In another example, prior to the scheduler component 108 scheduling a maintenance task in the pending task table 212 for the materialized view/index 104, a query monitor component 31 8 may discern that a query that uses the materialized view/index 104 has been issued. In more detail, the query monitor component 318 can inspect the query plan for the query to determine which materialized views/indexes it uses and, for each such materialized view/index, check as to whether the materialized views/indexes 104 have any pending maintenance tasks and whether the maintenance tasks originate from update transactions whose effects the query is supposed to see. If snapshot isolation is used, the query should see transactions that committed before the current transaction began. If there are one or more pending maintenance tasks for the materialized view/index 104 that originate from one or more update transactions whose effects the query is supposed to see, the query can be queued and the scheduler component 108 can schedule performance of the maintenance task(s) regardless of whether a CPU in a database system is “busy” (e.g., regardless of whether a workload of the CPU is above a threshold and/or executing high priority threads). The job constructor component 316 can construct job(s) for the maintenance task(s), and the maintenance component 106 can execute the jobs to update the materialized view/index 104. In an example, the maintenance job(s) executed by the maintenance component 106 can commit prior to resuming query execution. Accordingly, termination of the query does not trigger roll back of a committed maintenance job.
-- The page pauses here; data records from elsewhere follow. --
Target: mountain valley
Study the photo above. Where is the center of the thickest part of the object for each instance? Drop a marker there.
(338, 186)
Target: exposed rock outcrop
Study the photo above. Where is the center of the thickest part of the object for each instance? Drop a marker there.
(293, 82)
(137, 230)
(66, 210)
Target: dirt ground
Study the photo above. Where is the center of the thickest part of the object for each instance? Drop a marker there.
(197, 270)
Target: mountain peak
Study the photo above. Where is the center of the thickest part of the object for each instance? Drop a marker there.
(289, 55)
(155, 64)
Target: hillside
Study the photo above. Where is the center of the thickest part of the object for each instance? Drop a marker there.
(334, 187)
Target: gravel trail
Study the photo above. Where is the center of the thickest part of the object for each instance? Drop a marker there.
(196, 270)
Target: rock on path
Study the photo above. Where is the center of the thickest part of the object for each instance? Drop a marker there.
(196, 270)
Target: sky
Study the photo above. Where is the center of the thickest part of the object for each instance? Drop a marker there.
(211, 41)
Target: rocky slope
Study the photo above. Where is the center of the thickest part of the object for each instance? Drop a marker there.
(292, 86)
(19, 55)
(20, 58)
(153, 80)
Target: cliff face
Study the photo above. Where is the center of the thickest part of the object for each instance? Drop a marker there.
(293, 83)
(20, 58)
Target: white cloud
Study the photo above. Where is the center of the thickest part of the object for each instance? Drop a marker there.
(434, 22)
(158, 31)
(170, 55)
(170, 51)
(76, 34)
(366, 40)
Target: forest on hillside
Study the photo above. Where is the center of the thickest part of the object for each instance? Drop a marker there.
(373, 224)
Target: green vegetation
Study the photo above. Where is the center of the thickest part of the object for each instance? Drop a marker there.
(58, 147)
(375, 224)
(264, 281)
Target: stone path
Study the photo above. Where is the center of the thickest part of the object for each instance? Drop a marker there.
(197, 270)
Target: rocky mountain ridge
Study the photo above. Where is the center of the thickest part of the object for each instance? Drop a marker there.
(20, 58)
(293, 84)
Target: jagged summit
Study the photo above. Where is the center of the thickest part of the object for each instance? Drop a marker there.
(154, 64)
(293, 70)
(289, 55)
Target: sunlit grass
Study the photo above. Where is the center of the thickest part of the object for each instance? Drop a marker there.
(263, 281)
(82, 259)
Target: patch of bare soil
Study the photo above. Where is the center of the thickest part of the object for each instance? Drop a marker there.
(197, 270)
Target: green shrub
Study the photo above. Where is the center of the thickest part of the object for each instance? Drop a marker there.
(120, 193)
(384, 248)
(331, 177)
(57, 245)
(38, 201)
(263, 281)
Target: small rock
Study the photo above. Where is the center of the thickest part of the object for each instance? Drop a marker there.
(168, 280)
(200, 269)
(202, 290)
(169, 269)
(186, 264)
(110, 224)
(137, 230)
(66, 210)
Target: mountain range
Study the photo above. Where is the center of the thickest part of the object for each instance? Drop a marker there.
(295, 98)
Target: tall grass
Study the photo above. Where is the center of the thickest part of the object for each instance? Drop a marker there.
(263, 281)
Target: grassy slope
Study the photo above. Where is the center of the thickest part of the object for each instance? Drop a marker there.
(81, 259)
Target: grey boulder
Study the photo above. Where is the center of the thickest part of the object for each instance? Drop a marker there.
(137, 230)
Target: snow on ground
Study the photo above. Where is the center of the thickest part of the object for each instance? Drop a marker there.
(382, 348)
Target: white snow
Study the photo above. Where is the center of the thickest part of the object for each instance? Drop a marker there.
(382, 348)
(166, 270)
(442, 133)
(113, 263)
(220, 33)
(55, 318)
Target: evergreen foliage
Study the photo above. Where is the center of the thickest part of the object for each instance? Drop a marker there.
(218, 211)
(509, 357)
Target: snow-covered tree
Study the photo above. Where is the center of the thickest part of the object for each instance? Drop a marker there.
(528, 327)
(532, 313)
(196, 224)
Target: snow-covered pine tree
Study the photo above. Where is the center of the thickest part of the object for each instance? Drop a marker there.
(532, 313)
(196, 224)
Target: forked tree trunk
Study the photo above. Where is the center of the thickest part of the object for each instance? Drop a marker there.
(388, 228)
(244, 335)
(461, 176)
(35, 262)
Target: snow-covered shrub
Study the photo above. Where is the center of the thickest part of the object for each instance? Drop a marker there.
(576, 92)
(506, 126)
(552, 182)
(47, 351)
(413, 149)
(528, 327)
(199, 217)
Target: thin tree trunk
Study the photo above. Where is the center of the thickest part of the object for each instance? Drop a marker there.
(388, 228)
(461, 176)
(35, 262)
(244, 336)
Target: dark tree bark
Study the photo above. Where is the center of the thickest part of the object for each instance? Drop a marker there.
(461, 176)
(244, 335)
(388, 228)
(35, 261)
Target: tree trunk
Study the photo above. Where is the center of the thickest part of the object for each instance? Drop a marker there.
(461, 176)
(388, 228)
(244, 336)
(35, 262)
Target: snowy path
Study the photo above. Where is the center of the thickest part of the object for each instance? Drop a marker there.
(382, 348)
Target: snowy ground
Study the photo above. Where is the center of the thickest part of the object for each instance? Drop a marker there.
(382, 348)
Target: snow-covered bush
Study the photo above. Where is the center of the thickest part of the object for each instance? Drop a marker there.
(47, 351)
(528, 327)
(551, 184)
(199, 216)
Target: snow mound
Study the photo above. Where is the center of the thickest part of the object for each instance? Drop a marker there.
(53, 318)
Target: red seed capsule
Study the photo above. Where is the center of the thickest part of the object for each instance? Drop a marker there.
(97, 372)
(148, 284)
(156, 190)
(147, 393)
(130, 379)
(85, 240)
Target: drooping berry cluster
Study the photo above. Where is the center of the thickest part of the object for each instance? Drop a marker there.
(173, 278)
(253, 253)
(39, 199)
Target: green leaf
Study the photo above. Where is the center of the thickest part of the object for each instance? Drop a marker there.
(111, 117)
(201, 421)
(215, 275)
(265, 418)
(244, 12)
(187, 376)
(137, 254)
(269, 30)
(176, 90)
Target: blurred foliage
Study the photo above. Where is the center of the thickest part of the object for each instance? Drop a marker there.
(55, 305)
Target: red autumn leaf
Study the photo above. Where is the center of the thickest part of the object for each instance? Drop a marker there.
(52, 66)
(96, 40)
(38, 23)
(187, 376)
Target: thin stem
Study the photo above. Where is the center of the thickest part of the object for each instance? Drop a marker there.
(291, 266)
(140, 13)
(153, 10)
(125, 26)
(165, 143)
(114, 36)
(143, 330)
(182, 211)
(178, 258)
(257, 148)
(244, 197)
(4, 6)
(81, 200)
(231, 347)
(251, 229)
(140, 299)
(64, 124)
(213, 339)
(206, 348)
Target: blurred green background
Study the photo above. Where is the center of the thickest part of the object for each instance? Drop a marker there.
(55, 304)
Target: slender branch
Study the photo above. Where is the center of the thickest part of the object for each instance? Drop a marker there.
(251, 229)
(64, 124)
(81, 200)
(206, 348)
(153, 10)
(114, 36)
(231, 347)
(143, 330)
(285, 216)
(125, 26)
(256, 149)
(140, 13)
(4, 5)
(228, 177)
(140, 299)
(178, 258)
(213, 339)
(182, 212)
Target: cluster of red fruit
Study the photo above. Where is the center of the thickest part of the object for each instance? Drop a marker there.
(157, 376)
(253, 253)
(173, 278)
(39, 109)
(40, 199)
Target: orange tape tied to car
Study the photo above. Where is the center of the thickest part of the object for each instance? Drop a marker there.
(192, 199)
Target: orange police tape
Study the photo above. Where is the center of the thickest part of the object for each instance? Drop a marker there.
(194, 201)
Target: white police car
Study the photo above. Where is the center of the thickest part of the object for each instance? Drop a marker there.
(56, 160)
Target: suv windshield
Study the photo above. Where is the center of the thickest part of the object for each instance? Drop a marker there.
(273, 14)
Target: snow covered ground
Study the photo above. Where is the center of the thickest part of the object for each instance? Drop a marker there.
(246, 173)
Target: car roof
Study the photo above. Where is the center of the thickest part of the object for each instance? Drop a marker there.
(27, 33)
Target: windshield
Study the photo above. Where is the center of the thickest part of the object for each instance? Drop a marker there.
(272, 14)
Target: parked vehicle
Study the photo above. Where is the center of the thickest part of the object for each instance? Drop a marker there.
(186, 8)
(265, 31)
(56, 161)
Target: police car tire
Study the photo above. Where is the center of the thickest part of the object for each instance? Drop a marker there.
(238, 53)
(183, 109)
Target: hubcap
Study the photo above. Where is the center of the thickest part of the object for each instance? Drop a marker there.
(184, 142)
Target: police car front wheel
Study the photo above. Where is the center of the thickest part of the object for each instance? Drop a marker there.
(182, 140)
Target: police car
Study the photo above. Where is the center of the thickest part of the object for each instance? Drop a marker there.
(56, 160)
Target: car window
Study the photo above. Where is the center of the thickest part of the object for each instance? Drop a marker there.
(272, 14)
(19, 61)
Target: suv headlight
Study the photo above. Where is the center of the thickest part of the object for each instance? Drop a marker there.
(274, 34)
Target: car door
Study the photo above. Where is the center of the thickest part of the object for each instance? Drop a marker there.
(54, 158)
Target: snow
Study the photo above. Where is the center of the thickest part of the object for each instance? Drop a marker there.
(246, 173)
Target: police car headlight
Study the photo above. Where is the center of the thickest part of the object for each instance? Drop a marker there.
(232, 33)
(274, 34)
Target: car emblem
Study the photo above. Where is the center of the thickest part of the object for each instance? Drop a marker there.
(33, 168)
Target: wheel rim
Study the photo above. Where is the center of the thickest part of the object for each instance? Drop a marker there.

A slightly more complex case occurs when, within a same transaction, update statements are received that affect views referenced by subsequent queries. In this case, the queries are supposed to see all changes made by prior update statements within the transaction, and thus the materialized view/index 104 should be updated. However, such in-transaction changes to the materialized view/index should not be made permanent because the transaction may abort. Under snapshot isolation, this special case can be handled in the following manner: first, it can be determined that execution of a query plan that uses the materialized view/index 104 is about to begin. The maintenance component 106 may update the materialized view/index 104 as described above to bring the materialized view/index 104 up-to-date as of the beginning of the transaction. This part of maintenance can be done in separate transactions so that if the current transaction fails, the effects of the maintenance jobs will not be rolled back. The query monitor component 318 can ascertain whether the current transaction has updated any base table that is referenced by the materialized view/index 104. If the current transaction has updated a base table referenced by the materialized view/index 104, the maintenance component 106 can maintain the materialized view/index 104 by applying updates from this transaction to the materialized view/index 104. This part of maintenance may be executed in the current transaction so if the transaction later fails, all effects of the transaction on the view will be automatically rolled back.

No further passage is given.